Infatti, la sua coalizione ottenne nella tornata elettorale un vantaggio minimo, nell’ordine dello zero virgola: circa il 29,6 per cento dei voti, contro il quasi 29,2 per cento del centrodestra e il 25,6 del Movimento 5 stelle.
Davanti alla situazione di stallo, Pier Luigi Bersani tentò, senza successo, di formare un governo anche con il Movimento 5 stelle, da cui ricevette un deciso “no” in streaming, dicendo addio anche alle possibilità di riuscire a formare un esecutivo sotto la sua guida.
Poco dopo il presidente della Repubblica Napolitano conferì a Enrico Letta l’incarico di formare un esecutivo di larghe intese, di cui facevano parte il Partito democratico, il Popolo delle libertà, l’Unione di centro e Scelta civica.
Il governo di Letta giurò al Quirinale il 23 aprile 2013, sotto il cattivo auspicio di una sparatoria che avvenne contemporaneamente nelle vicinanze di Palazzo Chigi.
Durò meno di un anno la presidenza di Letta, ovvero fino a quando Matteo Renzi, appena diventato segretario Pd, ne sancì bruscamente la fine.
Il 17 gennaio 2014, ospite da Daria Bignardi alle Invasioni barbariche, in risposta al sospetto che volesse scalzare Letta alla presidenza del Consiglio, Renzi lanciò l’hashtag #enricostaisereno («Nessuno ti vuol fregare il posto»).
Un mese dopo, il 13 gennaio 2014, la Direzione nazionale del Pd “sfiduciò” il proprio presidente del Consiglio, decretando «la necessità e l’urgenza di aprire una fase nuova, con un nuovo esecutivo». Il giorno dopo Enrico Letta si dimise. Il 17 febbraio, Renzi ricevette dal presidente della Repubblica Giorgio Napolitano il mandato per la formazione di un nuovo governo.
La cacciata di Letta non fu opera solo dell’ex sindaco di Firenze, che anzi trovò largo supporto nel partito. Fra gli altri, spinse per il cambiamento anche Roberto Speranza, allora capogruppo Pd, oggi ministro della Salute e coordinatore nazionale di un altro partito, Articolo 1.
Il 22 febbraio, il passaggio di consegne fra Letta e Renzi – la famosa cerimonia della campanella – fu gelido. Una stretta di mano veloce, il premier uscente – defenestrato dal suo partito – non guardò mai in faccia il segretario del Pd che si apprestava a prendere il suo posto a Palazzo Chigi.
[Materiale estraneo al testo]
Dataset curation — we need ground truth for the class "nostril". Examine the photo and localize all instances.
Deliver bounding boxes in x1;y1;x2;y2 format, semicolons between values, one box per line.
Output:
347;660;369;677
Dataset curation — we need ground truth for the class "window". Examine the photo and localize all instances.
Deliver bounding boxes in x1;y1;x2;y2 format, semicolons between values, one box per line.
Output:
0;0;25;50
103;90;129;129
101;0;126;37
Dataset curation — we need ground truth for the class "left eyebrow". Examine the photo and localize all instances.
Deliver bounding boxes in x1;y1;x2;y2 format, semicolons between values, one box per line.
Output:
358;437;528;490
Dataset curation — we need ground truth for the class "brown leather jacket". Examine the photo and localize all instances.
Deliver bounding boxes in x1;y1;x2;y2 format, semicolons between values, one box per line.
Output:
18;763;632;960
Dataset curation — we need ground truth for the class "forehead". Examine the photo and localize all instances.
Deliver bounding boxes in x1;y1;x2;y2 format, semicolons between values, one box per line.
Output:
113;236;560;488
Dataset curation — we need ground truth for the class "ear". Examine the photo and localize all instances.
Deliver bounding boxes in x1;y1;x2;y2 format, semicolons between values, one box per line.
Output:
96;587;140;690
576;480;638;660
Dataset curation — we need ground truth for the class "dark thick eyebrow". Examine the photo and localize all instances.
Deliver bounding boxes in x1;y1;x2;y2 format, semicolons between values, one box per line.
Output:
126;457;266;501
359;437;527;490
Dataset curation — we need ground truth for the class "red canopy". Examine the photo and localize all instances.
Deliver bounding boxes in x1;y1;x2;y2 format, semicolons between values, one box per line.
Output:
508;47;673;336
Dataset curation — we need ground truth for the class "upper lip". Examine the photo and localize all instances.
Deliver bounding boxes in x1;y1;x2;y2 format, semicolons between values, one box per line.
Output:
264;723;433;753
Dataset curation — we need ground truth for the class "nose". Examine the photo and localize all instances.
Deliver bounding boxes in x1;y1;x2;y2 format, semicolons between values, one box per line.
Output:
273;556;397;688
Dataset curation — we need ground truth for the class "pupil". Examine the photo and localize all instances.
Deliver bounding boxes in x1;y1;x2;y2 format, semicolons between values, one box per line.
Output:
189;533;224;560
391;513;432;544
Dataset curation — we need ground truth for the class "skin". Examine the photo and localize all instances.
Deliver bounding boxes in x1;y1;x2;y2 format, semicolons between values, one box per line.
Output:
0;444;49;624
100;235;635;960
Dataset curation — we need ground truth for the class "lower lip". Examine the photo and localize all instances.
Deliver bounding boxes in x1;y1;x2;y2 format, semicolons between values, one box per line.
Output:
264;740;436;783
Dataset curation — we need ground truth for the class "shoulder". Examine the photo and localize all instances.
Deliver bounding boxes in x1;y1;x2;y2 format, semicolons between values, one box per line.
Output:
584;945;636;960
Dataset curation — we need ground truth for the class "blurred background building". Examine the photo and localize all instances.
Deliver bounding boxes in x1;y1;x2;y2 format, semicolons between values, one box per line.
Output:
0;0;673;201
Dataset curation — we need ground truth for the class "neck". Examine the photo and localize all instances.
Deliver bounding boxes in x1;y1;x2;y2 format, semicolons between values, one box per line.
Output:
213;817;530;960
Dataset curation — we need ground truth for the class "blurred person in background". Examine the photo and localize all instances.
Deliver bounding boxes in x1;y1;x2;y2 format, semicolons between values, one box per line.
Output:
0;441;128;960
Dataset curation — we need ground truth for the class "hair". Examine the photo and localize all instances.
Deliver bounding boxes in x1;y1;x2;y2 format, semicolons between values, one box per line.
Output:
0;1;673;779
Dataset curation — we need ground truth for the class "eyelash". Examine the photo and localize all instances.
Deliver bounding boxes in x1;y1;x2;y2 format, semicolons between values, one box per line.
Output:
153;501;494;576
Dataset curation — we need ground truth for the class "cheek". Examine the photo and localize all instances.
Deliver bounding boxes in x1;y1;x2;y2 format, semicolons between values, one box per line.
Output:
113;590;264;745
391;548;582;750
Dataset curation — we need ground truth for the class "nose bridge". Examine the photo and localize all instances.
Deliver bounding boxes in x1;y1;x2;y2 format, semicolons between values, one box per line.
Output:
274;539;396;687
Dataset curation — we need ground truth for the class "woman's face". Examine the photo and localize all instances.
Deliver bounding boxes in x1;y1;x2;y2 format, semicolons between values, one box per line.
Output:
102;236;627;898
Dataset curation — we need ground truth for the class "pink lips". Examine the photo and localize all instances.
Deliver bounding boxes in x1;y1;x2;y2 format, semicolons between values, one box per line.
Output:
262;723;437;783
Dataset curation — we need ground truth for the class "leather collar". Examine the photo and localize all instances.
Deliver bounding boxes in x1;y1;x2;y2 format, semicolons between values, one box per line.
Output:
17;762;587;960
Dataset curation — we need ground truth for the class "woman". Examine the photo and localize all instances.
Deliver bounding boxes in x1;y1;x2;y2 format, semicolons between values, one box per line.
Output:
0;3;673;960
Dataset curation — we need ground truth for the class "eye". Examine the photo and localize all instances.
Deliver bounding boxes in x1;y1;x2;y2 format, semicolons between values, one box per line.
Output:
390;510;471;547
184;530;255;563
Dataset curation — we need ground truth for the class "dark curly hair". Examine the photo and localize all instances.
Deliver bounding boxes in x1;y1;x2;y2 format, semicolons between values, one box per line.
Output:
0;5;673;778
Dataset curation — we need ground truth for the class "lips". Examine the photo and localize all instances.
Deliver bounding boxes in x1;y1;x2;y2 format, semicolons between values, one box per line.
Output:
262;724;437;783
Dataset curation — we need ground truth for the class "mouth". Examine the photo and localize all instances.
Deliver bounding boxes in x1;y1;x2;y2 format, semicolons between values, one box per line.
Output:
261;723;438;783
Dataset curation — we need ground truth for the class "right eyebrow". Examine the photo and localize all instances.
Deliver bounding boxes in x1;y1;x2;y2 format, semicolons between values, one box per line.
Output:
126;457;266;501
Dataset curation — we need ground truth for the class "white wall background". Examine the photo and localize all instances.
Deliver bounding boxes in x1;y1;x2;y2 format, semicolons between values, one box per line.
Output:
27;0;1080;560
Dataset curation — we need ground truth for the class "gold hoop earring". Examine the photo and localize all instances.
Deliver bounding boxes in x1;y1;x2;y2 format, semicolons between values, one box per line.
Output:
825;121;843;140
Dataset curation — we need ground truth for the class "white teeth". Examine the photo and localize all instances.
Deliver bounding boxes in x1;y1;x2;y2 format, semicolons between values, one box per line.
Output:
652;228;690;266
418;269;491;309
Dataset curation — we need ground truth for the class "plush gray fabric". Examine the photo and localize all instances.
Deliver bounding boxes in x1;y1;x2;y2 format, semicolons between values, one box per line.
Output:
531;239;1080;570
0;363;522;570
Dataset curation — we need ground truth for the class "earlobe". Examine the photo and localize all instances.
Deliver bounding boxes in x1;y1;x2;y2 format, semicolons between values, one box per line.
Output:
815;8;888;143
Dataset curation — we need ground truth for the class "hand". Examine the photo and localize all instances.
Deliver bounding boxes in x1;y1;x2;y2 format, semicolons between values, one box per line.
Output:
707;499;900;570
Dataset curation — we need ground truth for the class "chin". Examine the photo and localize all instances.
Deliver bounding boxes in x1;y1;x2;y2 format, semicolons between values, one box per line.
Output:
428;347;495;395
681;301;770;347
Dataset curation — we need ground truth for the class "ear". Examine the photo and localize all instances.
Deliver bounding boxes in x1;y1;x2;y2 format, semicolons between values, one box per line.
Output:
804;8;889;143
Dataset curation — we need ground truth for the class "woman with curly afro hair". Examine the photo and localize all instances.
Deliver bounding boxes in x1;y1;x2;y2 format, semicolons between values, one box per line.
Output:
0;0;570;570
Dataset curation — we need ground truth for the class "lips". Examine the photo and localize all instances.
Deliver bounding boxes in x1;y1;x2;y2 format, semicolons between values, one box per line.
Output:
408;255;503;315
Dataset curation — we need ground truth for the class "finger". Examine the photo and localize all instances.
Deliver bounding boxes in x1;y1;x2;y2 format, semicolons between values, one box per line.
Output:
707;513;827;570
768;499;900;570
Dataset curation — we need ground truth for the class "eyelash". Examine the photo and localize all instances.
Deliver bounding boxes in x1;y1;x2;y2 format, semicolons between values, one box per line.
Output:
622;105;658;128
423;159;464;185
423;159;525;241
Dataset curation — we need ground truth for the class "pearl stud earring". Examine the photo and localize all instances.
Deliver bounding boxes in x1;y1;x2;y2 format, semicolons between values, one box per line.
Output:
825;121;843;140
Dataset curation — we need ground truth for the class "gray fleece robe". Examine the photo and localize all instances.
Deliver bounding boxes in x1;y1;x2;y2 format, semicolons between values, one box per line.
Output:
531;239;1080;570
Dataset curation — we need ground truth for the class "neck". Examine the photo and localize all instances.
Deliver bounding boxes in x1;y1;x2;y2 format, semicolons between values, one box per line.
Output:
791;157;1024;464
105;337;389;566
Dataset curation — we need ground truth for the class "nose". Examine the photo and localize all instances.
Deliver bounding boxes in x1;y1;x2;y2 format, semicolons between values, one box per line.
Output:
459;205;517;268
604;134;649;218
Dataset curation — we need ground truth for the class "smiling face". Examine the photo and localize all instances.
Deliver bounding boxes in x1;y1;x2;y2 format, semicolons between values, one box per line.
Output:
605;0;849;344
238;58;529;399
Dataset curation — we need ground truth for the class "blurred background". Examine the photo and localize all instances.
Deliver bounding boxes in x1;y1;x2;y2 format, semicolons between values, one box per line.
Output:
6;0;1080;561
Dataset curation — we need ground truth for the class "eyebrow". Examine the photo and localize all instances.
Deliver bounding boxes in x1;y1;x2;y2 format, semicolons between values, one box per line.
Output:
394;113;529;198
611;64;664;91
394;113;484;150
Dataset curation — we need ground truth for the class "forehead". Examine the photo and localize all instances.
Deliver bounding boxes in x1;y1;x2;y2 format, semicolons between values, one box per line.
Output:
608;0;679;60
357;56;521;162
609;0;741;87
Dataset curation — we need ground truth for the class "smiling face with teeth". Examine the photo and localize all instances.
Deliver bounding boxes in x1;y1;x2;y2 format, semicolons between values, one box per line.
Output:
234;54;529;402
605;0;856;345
Da quel momento, l’allontanamento della politica italiana, ma mai dalla politica. Letta – abbiamo visto – dal 2014 è stato prima professore e poi rettore a Science Po a Parigi, ha fondato in Italia una scuola politica per i ragazzi. Ha fatto della formazione dei giovani il suo primo argomento politico e nel 2019 ha anche scritto un libro sul tema, «Ho imparato».
Conclusa la stagione renziana, a marzo 2019 ha ripreso la tessera del Pd e ha votato Nicola Zingaretti come guida della segreteria dem.
Oggi si prepara a prenderne il testimone, chiamato a “salvare” quello stesso partito che nel 2014 lo tradì, cacciandolo da Palazzo Chigi.